Dreams have always been valued on this path as a way to listen to your soul. And there is a particular way of listening to one's dreams and working with them that opens up a channel of communication between your deeper self and your conscious mind.
How do you interpret the images in dreams, which sometimes can be very abstract and odd?
My understanding of dreams is that if you took them literally you would be in trouble, but if you learn how to work with the symbols, how to hold them, how to allow the energy of the symbols to speak to you, then it opens a new door to understanding how to work with dreams.
People often interpret dreams within a psychological framework. How is that different than viewing them from a spiritual perspective?
I was taught to understand dreams in a spiritual way as well as a psychological way. Sometimes we'll have a dream that might be very disturbing to look at it purely psychologically, but if you looked at it spiritually, then you might say: "Oh! This quality of dying or death actually may mean transformation. And there is a deeper understanding." I feel that the psychological [approach] only takes you so far, and then you step into the next level, which is the spiritual perspective. And then sometimes things are completely upside down.
I read on your Web site that you had a dream that led you to start your foundation, DreamWeather. Can you tell me about that dream?
There was a time when I knew that I had a purpose in my life, but I didn't quite know what it was. So I prayed one night for an answer. I was camping, and I began asking, "What am I here for?" I expected this kind of grand answer and nothing happened, and I went back into my tent and went to bed. That night I had a dream in which I was shown the Earth from distance far above it. The Earth was a big, beautiful, blue jewel in space, but at a closer look I saw areas where there was violence and war. And then I was shown the moon, which was shining a light down onto the Earth in waves, almost like sunlight, and this light came down directly on the areas of the Earth where there was conflict and war.
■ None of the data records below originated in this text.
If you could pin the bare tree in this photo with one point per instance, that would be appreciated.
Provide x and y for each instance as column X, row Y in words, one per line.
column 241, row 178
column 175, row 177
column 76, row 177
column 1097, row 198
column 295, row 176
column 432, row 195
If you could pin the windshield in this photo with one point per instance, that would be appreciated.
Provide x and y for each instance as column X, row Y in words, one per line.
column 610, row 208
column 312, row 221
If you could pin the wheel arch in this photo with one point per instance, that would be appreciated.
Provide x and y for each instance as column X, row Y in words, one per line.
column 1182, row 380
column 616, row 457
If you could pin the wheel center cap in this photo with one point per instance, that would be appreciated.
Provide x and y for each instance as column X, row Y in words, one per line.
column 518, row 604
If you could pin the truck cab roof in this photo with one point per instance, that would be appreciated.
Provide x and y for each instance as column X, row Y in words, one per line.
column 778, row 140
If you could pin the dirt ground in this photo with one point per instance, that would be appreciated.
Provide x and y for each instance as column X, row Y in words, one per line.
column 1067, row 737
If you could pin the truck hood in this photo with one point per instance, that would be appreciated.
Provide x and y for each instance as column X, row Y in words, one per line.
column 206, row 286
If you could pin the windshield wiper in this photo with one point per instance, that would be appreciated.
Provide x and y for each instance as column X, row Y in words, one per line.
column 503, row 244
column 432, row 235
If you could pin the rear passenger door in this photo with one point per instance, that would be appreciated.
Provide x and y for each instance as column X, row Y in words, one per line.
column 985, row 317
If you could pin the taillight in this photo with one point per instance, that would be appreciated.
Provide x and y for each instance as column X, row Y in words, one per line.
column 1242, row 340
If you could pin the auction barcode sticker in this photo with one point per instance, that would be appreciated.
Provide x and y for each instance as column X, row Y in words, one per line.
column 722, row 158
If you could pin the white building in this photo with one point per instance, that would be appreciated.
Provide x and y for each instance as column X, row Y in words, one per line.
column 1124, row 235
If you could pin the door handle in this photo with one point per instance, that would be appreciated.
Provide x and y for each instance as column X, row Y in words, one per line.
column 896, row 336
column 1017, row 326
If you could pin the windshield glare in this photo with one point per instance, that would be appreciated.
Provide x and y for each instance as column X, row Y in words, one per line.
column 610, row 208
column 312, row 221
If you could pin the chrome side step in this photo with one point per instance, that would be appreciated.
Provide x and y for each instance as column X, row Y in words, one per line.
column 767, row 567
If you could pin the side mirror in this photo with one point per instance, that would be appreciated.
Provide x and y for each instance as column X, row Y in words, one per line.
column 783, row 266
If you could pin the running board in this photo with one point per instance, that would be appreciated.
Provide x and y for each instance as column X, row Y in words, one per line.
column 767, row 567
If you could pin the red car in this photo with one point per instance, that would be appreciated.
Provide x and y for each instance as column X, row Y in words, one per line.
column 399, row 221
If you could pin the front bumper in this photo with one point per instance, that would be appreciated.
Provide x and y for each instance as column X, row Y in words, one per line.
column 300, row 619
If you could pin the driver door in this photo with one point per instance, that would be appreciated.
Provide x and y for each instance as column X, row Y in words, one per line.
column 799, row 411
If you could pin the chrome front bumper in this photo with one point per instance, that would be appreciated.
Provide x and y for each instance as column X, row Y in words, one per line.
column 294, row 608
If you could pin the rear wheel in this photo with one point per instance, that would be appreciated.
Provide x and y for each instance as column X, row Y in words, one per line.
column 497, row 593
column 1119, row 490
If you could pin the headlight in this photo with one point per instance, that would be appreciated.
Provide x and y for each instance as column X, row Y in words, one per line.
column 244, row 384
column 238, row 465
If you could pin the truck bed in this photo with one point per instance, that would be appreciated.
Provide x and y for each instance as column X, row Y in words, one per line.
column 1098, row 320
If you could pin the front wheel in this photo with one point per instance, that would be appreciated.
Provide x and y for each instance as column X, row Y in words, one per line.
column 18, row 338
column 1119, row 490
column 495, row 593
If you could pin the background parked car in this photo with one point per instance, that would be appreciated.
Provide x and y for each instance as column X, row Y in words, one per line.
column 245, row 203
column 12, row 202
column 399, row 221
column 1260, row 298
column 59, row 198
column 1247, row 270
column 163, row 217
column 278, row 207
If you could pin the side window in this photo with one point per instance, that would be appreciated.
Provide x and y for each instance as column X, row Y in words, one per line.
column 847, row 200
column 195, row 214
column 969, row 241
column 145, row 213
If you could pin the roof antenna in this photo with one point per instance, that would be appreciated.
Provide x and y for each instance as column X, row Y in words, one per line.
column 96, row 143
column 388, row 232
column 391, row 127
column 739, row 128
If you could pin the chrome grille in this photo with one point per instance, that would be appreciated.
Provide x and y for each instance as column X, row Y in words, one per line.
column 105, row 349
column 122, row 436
And a voice in my dream said, "Wherever the feminine touches, there is healing." And I woke up, and I knew that was my work.
So your work focuses on feminine spirituality, but not a spirituality that is specifically for women. It's more of a spirituality with an emphasis on qualities we typically think of as feminine.
That's right, although most of my work is with women, because I feel that they have a deep understanding that's been covered over after centuries of what I would call a rejection of the feminine principle.
There has been a lot of suffering over centuries, and we women carry this even today. I think there is a real need among us to understand who we are and how we can contribute to the world right now.